Once you’ve narrowed your list of potential orthodontists, you should plan on visiting a few with your child. These visits, which will take about an hour and include a thorough evaluation, will give you and your child a sense of the different orthodontists, their approach to care – and also their charges.
The first visit
When you call to schedule your initial orthodontist visit, the receptionist may ask you to either bring your child’s recent dental X-rays with you or may ask to call your child’s dentist directly for those records. Your orthodontist and your child’s dentist will be working together to ensure your child’s healthy smile, so it’s important to figure out if they get along, too.
At the first visit, the orthodontist may take additional X-ray images of your child’s teeth. He may also take pictures of your child smiling straight on and a profile to keep on file. Looking at the teeth one by one, he may record information about your child’s teeth, so that he can follow their development closely.

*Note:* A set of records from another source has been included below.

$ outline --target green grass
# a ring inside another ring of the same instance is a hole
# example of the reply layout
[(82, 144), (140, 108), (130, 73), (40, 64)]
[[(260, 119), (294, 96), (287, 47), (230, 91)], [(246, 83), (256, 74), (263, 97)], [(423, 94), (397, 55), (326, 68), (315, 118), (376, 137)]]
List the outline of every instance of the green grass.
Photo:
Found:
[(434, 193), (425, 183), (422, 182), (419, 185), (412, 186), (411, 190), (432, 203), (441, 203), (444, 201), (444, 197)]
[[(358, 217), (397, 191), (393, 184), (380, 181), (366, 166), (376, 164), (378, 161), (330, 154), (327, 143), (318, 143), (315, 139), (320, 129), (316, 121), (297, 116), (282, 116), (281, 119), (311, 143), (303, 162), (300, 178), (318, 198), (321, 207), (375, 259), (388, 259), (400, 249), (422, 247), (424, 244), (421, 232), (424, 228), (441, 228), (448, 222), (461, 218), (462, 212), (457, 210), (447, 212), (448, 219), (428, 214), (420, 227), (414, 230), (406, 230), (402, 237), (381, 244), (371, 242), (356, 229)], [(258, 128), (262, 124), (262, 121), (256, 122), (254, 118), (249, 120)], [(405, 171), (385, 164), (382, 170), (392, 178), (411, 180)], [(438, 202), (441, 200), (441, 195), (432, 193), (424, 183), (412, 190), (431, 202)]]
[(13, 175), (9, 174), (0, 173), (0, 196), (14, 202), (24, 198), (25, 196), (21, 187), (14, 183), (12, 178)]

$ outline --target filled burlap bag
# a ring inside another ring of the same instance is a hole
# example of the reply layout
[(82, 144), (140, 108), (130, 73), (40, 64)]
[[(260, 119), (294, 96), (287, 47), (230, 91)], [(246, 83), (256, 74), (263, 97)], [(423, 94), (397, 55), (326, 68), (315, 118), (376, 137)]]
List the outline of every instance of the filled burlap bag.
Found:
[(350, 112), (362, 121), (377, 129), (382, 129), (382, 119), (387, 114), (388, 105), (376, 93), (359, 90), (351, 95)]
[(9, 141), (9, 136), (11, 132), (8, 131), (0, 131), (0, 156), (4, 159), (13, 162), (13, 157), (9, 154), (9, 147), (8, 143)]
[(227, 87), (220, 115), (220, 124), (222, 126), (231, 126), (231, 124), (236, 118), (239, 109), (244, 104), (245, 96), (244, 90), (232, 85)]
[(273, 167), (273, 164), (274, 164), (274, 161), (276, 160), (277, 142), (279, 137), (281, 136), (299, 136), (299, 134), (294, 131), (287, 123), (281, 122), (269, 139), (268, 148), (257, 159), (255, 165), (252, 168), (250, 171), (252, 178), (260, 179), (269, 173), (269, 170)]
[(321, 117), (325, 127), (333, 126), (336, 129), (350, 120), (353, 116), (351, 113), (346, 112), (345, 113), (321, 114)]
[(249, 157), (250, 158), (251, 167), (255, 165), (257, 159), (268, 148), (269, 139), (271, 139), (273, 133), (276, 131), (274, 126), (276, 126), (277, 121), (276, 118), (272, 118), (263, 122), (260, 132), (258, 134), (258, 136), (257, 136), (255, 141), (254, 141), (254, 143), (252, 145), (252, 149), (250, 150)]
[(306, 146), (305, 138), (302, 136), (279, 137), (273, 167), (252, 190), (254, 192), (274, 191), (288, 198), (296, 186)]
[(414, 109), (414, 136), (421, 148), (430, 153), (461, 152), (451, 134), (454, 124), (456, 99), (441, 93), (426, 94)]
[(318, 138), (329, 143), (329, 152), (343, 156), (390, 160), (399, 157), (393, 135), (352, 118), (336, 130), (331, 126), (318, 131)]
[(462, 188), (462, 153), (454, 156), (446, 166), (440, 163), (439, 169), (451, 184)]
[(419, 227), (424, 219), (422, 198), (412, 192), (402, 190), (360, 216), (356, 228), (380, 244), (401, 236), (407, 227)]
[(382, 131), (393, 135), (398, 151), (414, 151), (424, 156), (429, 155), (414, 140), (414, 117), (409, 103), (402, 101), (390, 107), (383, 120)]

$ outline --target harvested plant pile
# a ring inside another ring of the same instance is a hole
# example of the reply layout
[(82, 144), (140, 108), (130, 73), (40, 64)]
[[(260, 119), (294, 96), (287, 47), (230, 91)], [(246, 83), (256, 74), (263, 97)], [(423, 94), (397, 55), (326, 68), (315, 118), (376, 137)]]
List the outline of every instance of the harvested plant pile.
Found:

After this evaluation, the orthodontist will make a recommendation for your child’s treatment. Who knows? Maybe he’ll say your child doesn’t even need braces.
Once you’ve talked about your child’s treatment, the final discussion during this first visit is likely to be about costs. The office manager may be the one to guide you through this conversation. Dr. Rogers explains that these costs will vary from orthodontist to orthodontist for a variety of reasons, including the complexity of your child’s treatment, so he didn’t want to give exact figures. In general, however, $3,000 would be a low figure for a simple case, says Dr. Rogers, while braces can run up to $10,000 for complex cases (this would be the high end) and/or for specialized ‘clear liner’ braces (one familiar company is Invisalign).
While some health insurance providers do cover part of the cost of braces, others don’t. For parents in that situation, Dr. Rogers says there are a variety of payment plans offered by orthodontists. Sometimes the costs can be divided up over the course of your child’s care, or even beyond. In other words, you don’t have to pay for treatment all at once.
Whether your child has just had his first dentist visit or she’s starting to doubt the Tooth Fairy, planning for braces doesn’t have to be a headache. And if it helps, the time kids spend in braces appears to be shrinking. A recent AAO report showed the average length of orthodontic treatment as 22 months. That’s two years and one month less than the average length of treatment in 2008.
Maybe by the time your son or daughter is fitted for braces the treatment length will have gone down even more.